I am writing this to show recent experience with a subject that I did cover in my degrees, but those where a very long time ago. As the sole frontend developer, I literally built or imported all the code; and applied the following UX thinking at the same time. This article is a UX specific extension to fullstack-developer, please read it first for context.
High level process
- Build several Persona, after meetings with relevant people (these are in the git repo). Generically I called them “admin” to set the tone.
- Take objectives from the PO, as he has best analysis on the legal requirements (also has done a lot of maths analysis, as he has a practical physics PhD).
- Please note, admin are motivated to be correct/ accountable, but have little interest in the platform. Nothing with serendipity or “cute” is relevant to this platform. Further to this angle, standard marketing things like opinion/tone/feedback gathering isn't relevant.
- The other members of staff are not UX people. Spend time focussing product suggestions on things that users will benefit from.
- Work to standardise terminology towards more user centric wording, and secondly to be consistent across the user interface (including external docs) with the legal requirements.

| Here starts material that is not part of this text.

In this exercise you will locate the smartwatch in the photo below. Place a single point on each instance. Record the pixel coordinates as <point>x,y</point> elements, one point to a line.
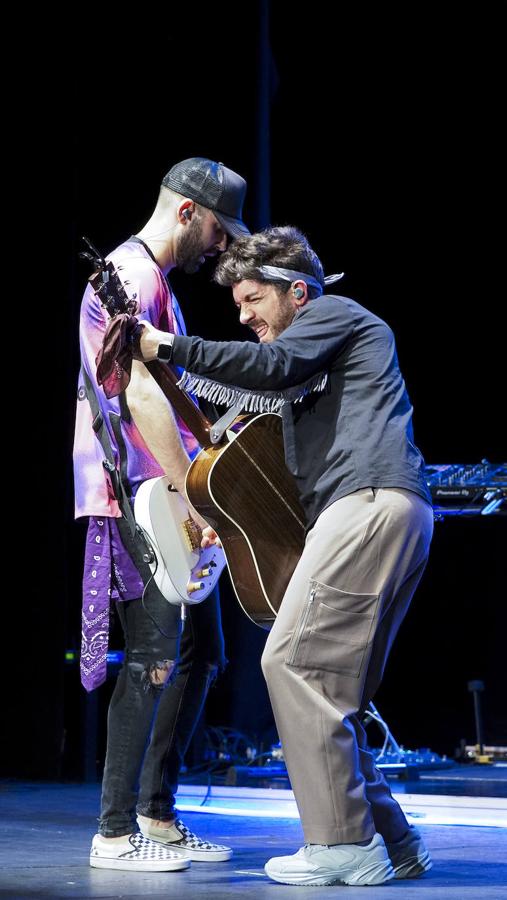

We feel that this will make life easier when negotiating with external auditors and solicitors.
- Added consistent and standard iconography.
- Encouraged a “standard banking colourscheme”. Whilst all the website technology is my responsibility; other co-lateral of the company isn't. Logo rebrand in 2018 is now more consistent with other graphical items.
- Justified, created as user-stories, created and deployed standard UI features like login/ logout, which the PO and other stakeholders omitted (I was told several times that meta data on trades is as valuable as NSA meta data on telephony). Made the admins session last as long as their activity did.
- In early sprints did not have time/budget to perform proper software engineering practice; but these where exploratory. Quickly build user journeys to allow visualisation of a fairly abstract material. Since then, the product definition has iterated, and we removed these.
- Although very atypical for UX, I have accumulatively spent months on making the data smoothed/ filtered/ averaged/ axis clipped, as admin need to be able to get a clear picture of their network. Without this computation to make the data less like noise, the raw numbers are fairly useless.
- As users are not going to be impressed by anything they need to make them selves in powerpoint, did not animate the graphs. Did reduce graph loading time. My analysis is “this will always be boring reporting task, so a quick boring task is better”.
- I built the first version of the monthly PDF compliance reporting to be mailed to users, to reduce manual work for them.
- The product has alerts for atypical events that IT support may need to manage. Iterate these technical notices so they work on small form phone mail apps more easily. The most frequent user of these alerts is much happier with new version.